SPOJ prime1 wrong answer in python - python

I am getting Wrong Answer with the following code in python for SPOJ's PRIME1 problem at http://www.spoj.com/problems/PRIME1/. I have tested it on various testcases myself, but cannot find a failing testcase. Can someone please spot the problem in my code?
This code produces nothing for testcases that don't give any prime as output.
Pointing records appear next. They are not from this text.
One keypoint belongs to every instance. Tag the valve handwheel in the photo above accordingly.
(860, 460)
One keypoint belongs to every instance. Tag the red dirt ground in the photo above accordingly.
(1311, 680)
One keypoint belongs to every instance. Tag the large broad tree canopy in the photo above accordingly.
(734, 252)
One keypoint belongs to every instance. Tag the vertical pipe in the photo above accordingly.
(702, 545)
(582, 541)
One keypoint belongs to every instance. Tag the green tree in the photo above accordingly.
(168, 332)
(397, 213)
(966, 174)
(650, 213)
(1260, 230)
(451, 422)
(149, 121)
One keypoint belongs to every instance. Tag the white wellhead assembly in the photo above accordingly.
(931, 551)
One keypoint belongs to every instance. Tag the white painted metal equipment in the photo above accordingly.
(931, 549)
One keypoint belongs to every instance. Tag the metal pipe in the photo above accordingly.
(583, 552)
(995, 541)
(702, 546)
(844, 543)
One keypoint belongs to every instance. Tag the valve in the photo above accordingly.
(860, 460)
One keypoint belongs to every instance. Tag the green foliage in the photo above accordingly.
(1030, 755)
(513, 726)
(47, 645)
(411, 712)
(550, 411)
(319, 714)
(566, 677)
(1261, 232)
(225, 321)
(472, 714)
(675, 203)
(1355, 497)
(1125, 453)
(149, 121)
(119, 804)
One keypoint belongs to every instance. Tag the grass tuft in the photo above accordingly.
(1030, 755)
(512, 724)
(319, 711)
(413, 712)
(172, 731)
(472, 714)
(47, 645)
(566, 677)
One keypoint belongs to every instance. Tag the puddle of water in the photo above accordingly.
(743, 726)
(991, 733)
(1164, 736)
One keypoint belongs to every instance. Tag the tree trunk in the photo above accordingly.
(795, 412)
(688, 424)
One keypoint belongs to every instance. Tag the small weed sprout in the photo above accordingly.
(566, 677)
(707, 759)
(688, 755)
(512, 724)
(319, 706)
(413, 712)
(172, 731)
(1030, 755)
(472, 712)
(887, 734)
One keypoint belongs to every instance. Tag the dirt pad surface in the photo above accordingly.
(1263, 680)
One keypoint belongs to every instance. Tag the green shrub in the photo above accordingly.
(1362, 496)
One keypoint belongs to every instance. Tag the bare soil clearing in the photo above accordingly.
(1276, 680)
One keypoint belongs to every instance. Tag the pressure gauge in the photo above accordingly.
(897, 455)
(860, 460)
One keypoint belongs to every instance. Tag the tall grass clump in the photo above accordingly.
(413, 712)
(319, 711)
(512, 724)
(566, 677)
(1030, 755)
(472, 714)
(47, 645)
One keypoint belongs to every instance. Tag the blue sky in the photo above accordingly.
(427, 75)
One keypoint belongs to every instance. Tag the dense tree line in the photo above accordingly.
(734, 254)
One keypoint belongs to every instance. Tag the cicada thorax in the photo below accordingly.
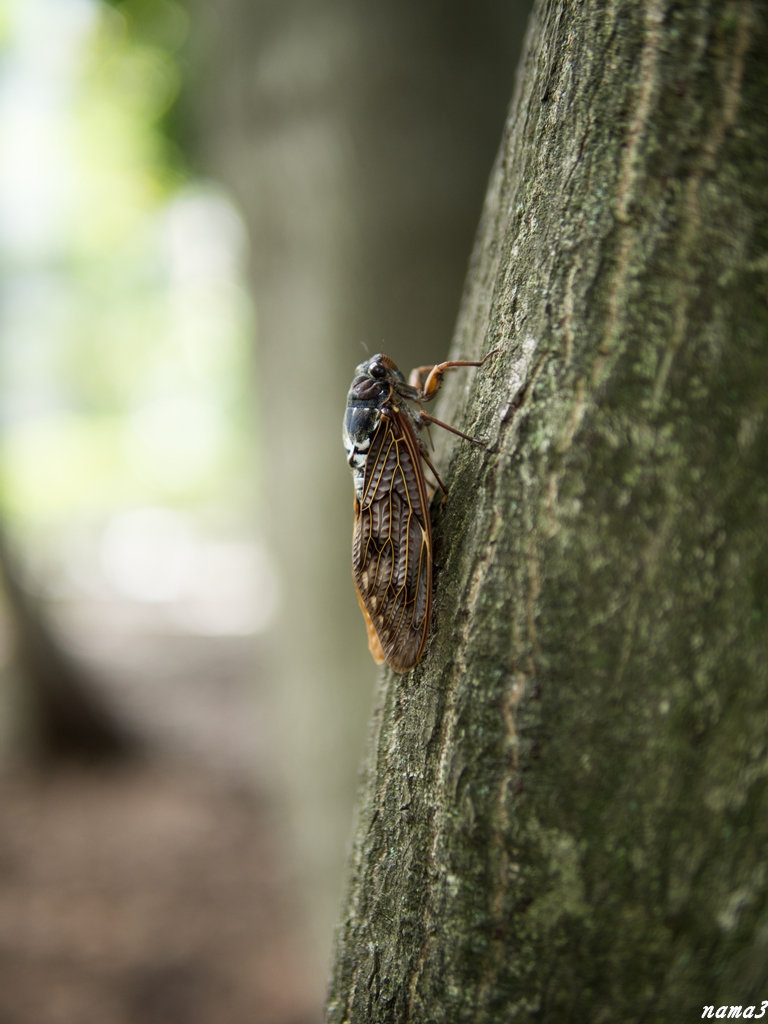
(391, 551)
First i pre-compute primes upto sqrt(1 billion) and then if the requested range has high value less than sqrt(1 billion), i simply print the primes from the pre-computed array, else i run sieve() with usePrimes = True, which uses the pre-computed primes to rule out the non-primes in the given range.
Thanks.
import math
from bisect import bisect_left
from bisect import bisect_right
primes = []
upper_bound = int(math.sqrt(1000000000)) + 1
usePrimes = False
printNL = False
T = 0
def sieve(lo, hi):
global usePrimes, primes, printNL
atleast_one = False
arr = range(lo,hi+1)
if usePrimes:
for p in primes:
if p*p > hi:
break
less = int(lo/p) * p
if less < lo:
less += p
while less <= hi:
arr[less - lo] = 0
less += p
for num in arr:
if num != 0:
atleast_one = True
if printNL:
print ''
printNL = False
print num
else:
atleast_one = True
for k in xrange(2,hi):
if k*k > hi:
break
if arr[k] == 0:
continue
less = k + k
while less <= hi:
arr[less] = 0
less += k
for num in arr:
if num > 1:
primes.append(num)
return atleast_one
def printPrimesInRange(lo,hi):
global primes, printNL
atleast_one = False
if hi < upper_bound:
for p in primes[bisect_left(primes,lo):bisect_right(primes,hi)]:
atleast_one = True
if printNL:
print ''
printNL = False
print p
else:
atleast_one = sieve(lo,hi)
return atleast_one
sieve(0, upper_bound)
usePrimes = True
T = input()
while T > 0:
lo, hi = [eval(y) for y in raw_input().split(' ')]
atleastOne = printPrimesInRange(lo,hi)
if atleastOne:
printNL = True
T -= 1

If you change the upper_bound to upper_bound = int(math.sqrt(1000000000)) + 123456, then it will pass all the test cases.
Now, can you figure why so? I'll leave it as an exercise to you.

Related

Further Optimisation of Project Euler problem 14 (Collatz Sequence)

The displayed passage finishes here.